Authors: Mary A. Williamson Mt(ascp) Phd,L. Michael Snyder Md
Bone marrow aspirate (indicated in very selected cases) may reveal marked red cell hyperplasia and megaloblastic maturation in both vitamin B
12
and folate deficiencies. Otherwise, it may uncover other reasons for macrocytosis, such as myelodysplastic syndrome MDS.
Serum LDH and indirect bilirubin are elevated in folate and vitamin B
12
deficiency.
Limitations
In the presence of coexisting iron deficiency, MCV may not be elevated, even in cases of overt folate or cobalamin deficiency.
Low cobalamin levels develop during pregnancy.
One hospital meal may normalize serum folate level (but not RBC).

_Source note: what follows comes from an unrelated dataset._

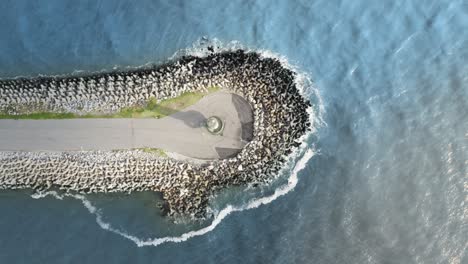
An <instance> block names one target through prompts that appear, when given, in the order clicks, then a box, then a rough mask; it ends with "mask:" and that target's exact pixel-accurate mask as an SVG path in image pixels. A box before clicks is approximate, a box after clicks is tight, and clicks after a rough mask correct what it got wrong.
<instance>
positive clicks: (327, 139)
mask: <svg viewBox="0 0 468 264" xmlns="http://www.w3.org/2000/svg"><path fill="white" fill-rule="evenodd" d="M220 2H221V1H170V0H167V1H138V3H137V2H136V1H59V0H57V1H52V0H47V1H1V2H0V33H1V35H2V39H1V41H0V76H3V77H12V76H18V75H27V76H35V75H37V74H66V73H71V72H74V71H76V70H82V71H85V72H89V71H98V70H102V69H112V68H113V67H119V68H125V67H134V66H141V65H144V64H146V63H154V62H161V61H164V60H165V59H167V58H169V57H171V56H173V55H174V54H175V53H178V51H180V50H182V49H186V48H191V47H192V46H194V47H193V48H191V49H190V51H192V52H193V51H196V50H197V47H200V40H201V37H203V36H206V37H207V38H208V39H209V40H210V41H214V42H215V43H219V46H221V47H220V48H223V47H228V46H232V45H242V46H243V47H244V48H249V49H254V50H259V51H262V52H265V51H269V52H271V53H273V54H279V55H281V56H284V58H286V59H287V61H288V62H289V63H290V64H291V65H295V66H296V67H297V68H298V69H299V70H300V71H302V72H304V73H305V74H307V75H308V76H310V77H312V79H313V80H314V87H315V88H316V89H317V92H318V93H319V94H320V95H317V94H316V93H315V92H314V91H315V90H314V89H313V88H312V87H308V89H305V93H306V95H307V96H309V97H310V99H311V100H313V101H314V103H315V105H316V111H317V113H316V114H317V115H316V118H317V117H319V116H320V115H319V110H320V109H322V110H323V112H322V118H323V121H324V123H323V125H322V126H320V127H317V132H316V133H315V134H314V135H312V136H310V137H309V138H308V139H307V142H308V144H309V148H310V149H312V150H313V151H314V153H316V154H315V155H314V156H313V157H312V158H310V159H309V160H308V162H307V164H305V165H306V166H305V168H304V169H303V170H301V171H299V173H298V175H297V176H298V182H297V185H296V186H295V188H294V189H293V190H292V191H290V192H288V193H286V194H285V195H283V196H280V197H279V198H277V199H276V200H274V201H273V202H271V203H268V204H264V205H260V206H259V207H257V208H253V209H249V210H243V211H238V212H233V213H231V214H229V215H227V216H226V217H225V218H224V219H222V220H221V221H220V222H219V224H218V225H217V226H216V227H214V228H213V230H212V231H210V232H208V233H206V234H204V235H200V236H196V237H193V238H191V239H189V240H187V241H185V242H180V243H173V242H169V243H163V244H160V245H158V246H143V247H138V246H137V245H138V243H135V241H132V240H131V239H128V238H126V237H124V236H122V235H119V234H116V233H114V232H110V231H108V230H106V229H103V227H106V225H105V224H106V223H107V224H110V227H112V228H114V229H118V230H120V231H122V232H123V233H124V234H126V235H130V236H133V237H134V238H137V239H136V240H140V239H141V240H142V241H143V240H146V239H152V238H156V237H164V236H179V235H181V234H184V233H186V232H190V231H192V230H200V228H206V227H209V226H210V224H211V220H209V221H207V222H204V223H186V222H182V223H179V224H172V223H170V222H168V221H167V220H166V219H164V218H162V217H160V216H159V212H158V211H157V208H155V207H154V201H155V200H157V199H159V198H158V197H156V196H155V195H154V194H151V193H142V194H136V195H132V196H131V197H121V196H118V195H117V196H103V195H95V196H91V197H87V198H86V200H85V201H89V202H91V204H87V205H88V207H85V206H84V205H83V202H82V200H79V199H74V198H72V197H64V198H63V199H62V200H60V199H57V198H56V197H54V196H46V197H44V198H41V199H33V198H32V197H31V193H30V192H27V191H24V192H13V191H1V192H0V212H1V213H0V263H173V262H180V263H467V262H468V256H467V253H466V251H467V247H468V220H467V218H468V206H467V204H466V203H467V201H468V173H467V167H468V166H467V165H468V149H467V147H468V118H467V114H468V31H467V30H466V29H467V27H468V2H466V1H445V0H438V1H370V0H354V1H331V0H323V1H256V2H254V1H227V2H226V3H220ZM215 39H217V40H218V41H219V42H216V41H215ZM233 41H237V42H238V43H240V44H233ZM237 42H236V43H237ZM194 43H195V44H194ZM179 53H180V52H179ZM319 96H320V97H319ZM320 102H322V103H321V104H320ZM310 151H311V150H309V153H312V152H310ZM303 155H304V154H302V155H301V156H303ZM305 155H307V154H305ZM300 158H301V157H298V160H299V159H300ZM301 160H306V159H304V158H302V159H301ZM298 162H299V163H300V160H299V161H298ZM298 165H301V164H298ZM294 167H295V168H296V170H298V169H299V168H298V166H291V167H290V168H289V169H288V170H287V171H286V173H285V174H286V175H284V177H283V178H281V179H280V180H279V182H278V184H277V186H276V185H275V186H270V187H268V188H261V189H258V190H256V189H254V190H252V189H249V190H243V191H239V190H237V191H236V190H231V191H229V192H227V193H225V194H223V195H220V196H219V197H217V198H216V199H214V201H213V206H212V207H213V210H216V211H218V212H223V211H222V210H223V208H225V206H226V203H228V202H232V201H234V202H233V203H234V204H235V205H234V206H237V207H239V208H245V207H248V205H249V202H248V201H251V199H252V197H259V196H266V197H269V196H271V195H274V194H275V193H274V192H275V188H276V187H278V188H279V189H277V190H285V189H281V188H284V187H285V186H286V187H288V186H289V187H294V184H291V182H290V183H289V184H288V183H287V180H288V179H291V178H289V176H291V175H288V173H290V172H291V171H292V170H293V169H294ZM299 167H300V166H299ZM293 183H294V182H293ZM286 189H287V188H286ZM274 197H276V196H274ZM85 205H86V204H85ZM252 207H255V206H252ZM92 208H94V209H95V210H97V211H93V210H91V211H93V213H90V210H89V209H92ZM96 214H98V215H99V216H100V218H99V219H100V220H101V225H99V224H98V223H97V222H96ZM99 219H98V220H99ZM107 227H109V226H107ZM150 244H151V243H150ZM140 245H141V244H140Z"/></svg>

Methylmalonic acid increases in renal insufficiency.
MICROCYTIC ANEMIAS
Definition
Anemias characterized by low MCV (<82 fL) and hypochromia. Most common: iron deficiency anemia, to be differentiated from the thalassemias and occasionally from anemia of chronic diseases. Despite the high frequency of iron deficiency anemia, patients should not be treated automatically with iron without determining the cause of the anemia.
Who Should Be Suspected?
Suspect iron deficiency if the following are present:
History of GI, vaginal, or massive, repeated urinary bleeding
Microcytosis, hypochromic
Poor diet
Laboratory Findings
First line of investigation: serum ferritin has a specificity of 98% but a sensitivity of only 25% for a 12 μg/L threshold. Because ferritin is an acute-phase reactant, it may be normal or even increased despite iron deficiency when the patients have serious medical problems, such as chronic inflammatory conditions and active liver disease. As a consequence, a normal ferritin value does not exclude iron deficiency. Very low values are definitely diagnostic, iron deficiency is confirmed, and there is no need to obtain serum iron and total iron-binding capacity (TIBC). Investigation of etiology (history, stool examination for occult blood, GI investigation, pelvic and rectal examinations) is mandatory.